For three years in a row now, our Earth has experienced record high temperatures.

On Wednesday, NASA and the National Oceanic and Atmospheric Administration announced that globally, 2016 was the hottest year since modern record keeping began in 1880. It follows 2015 and 2014, which were the previous highs.

The 2016 average global temperature was 58.69 degrees—0.07 degrees above the 2015 global average. And the difference is even bigger when compared to the last century.

During 2016, the average global temperature was 1.69°F above the 20th century average.

Several places also reported historic high temperatures. New Zealand, India and the Arctic all experienced record warm years in 2016. For the U.S., 2016 was the second warmest year on record. In California, 2016 was the third warmest on record at 2.8°F above the mean of 57.4°F.


Scientists say no land areas were cooler than average during 2016. And the top five hottest years—2016, 2015, 2014, 2010 and 2005—all happened in the current century.

Most of the warming is due to greenhouse gases like carbon dioxide that trap heat in the atmosphere. Only about 10 percent, during 2016,  was attributable to El Niño, according to the scientists.

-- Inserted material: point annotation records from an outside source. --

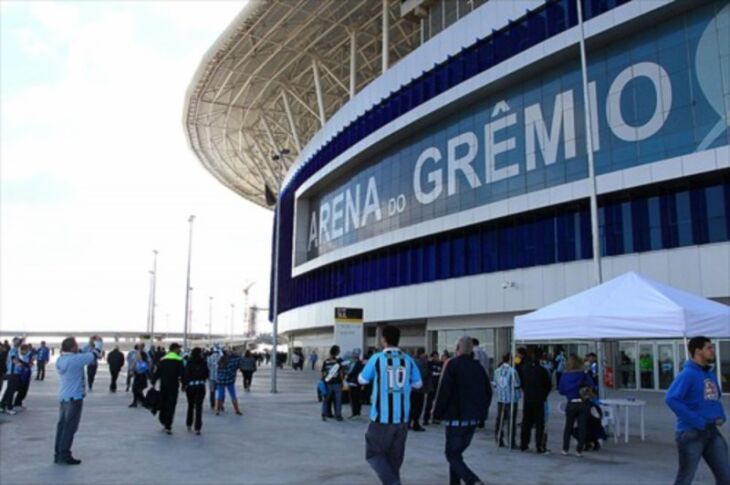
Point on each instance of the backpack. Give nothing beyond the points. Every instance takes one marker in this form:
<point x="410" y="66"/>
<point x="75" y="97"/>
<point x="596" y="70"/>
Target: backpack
<point x="142" y="367"/>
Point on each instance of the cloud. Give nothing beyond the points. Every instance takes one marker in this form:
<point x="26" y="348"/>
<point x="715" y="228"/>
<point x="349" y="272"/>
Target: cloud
<point x="96" y="173"/>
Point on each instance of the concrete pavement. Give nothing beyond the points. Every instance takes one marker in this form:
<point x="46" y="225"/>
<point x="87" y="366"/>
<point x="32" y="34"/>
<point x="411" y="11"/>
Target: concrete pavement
<point x="281" y="439"/>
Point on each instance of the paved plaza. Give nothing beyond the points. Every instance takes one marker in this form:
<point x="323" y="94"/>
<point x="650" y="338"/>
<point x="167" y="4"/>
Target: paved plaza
<point x="281" y="439"/>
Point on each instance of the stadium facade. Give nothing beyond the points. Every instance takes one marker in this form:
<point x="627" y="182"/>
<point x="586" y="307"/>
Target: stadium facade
<point x="430" y="159"/>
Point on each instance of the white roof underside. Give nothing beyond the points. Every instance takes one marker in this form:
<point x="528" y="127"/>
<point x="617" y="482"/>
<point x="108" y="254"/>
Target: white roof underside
<point x="236" y="105"/>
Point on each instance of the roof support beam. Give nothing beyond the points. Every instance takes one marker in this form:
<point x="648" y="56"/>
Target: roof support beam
<point x="353" y="63"/>
<point x="318" y="90"/>
<point x="293" y="126"/>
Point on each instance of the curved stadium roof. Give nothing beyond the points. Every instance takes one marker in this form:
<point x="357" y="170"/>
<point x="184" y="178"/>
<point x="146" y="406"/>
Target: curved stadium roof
<point x="275" y="76"/>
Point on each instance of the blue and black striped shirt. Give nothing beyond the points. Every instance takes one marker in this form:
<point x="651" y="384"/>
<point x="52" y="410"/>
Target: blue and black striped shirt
<point x="393" y="374"/>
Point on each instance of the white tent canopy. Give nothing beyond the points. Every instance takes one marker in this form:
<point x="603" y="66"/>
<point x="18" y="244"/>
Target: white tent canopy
<point x="626" y="307"/>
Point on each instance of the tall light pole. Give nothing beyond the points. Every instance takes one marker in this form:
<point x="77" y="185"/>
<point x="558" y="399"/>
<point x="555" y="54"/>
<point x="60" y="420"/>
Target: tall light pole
<point x="233" y="319"/>
<point x="187" y="284"/>
<point x="210" y="320"/>
<point x="154" y="297"/>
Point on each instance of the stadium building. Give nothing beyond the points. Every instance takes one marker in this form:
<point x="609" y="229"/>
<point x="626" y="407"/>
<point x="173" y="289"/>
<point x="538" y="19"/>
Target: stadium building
<point x="430" y="159"/>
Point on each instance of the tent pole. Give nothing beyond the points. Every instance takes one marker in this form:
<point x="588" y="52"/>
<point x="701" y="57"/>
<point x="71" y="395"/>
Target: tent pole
<point x="512" y="407"/>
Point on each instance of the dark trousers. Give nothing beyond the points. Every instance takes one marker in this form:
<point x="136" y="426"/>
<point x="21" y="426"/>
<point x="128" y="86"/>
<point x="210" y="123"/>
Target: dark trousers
<point x="138" y="387"/>
<point x="533" y="415"/>
<point x="41" y="373"/>
<point x="168" y="402"/>
<point x="506" y="417"/>
<point x="458" y="439"/>
<point x="10" y="390"/>
<point x="247" y="378"/>
<point x="196" y="396"/>
<point x="115" y="376"/>
<point x="23" y="387"/>
<point x="91" y="374"/>
<point x="417" y="398"/>
<point x="385" y="447"/>
<point x="576" y="412"/>
<point x="709" y="444"/>
<point x="355" y="399"/>
<point x="334" y="393"/>
<point x="430" y="398"/>
<point x="69" y="416"/>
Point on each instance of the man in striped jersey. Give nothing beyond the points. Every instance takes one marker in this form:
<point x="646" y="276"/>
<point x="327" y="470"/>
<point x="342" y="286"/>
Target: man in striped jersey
<point x="393" y="374"/>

Worldwide, many nations have set a goal of keeping temperatures from rising 1.5°C above pre-industrial levels, to stave off the worst effects of climate change including floods, droughts, storms, and heat waves.

"How quickly we get to 1.5, that's really a question of how much carbon we keep emitting," says Gavin Schmidt, director of NASA’s Goddard Institute for Space Studies. "We're closer than we'd like to be."

Right now we're only .4 degrees away, according to NASA. The Earth’s average global temperature has risen about 1.1 degrees Celsius since the late 19th century.

As for 2017—it'll be another warm one. Schmidt says because of La Niña it'll likely be cooler than 2016. But he predicts 2017 will still make the top five in terms of record-breaking global temperatures.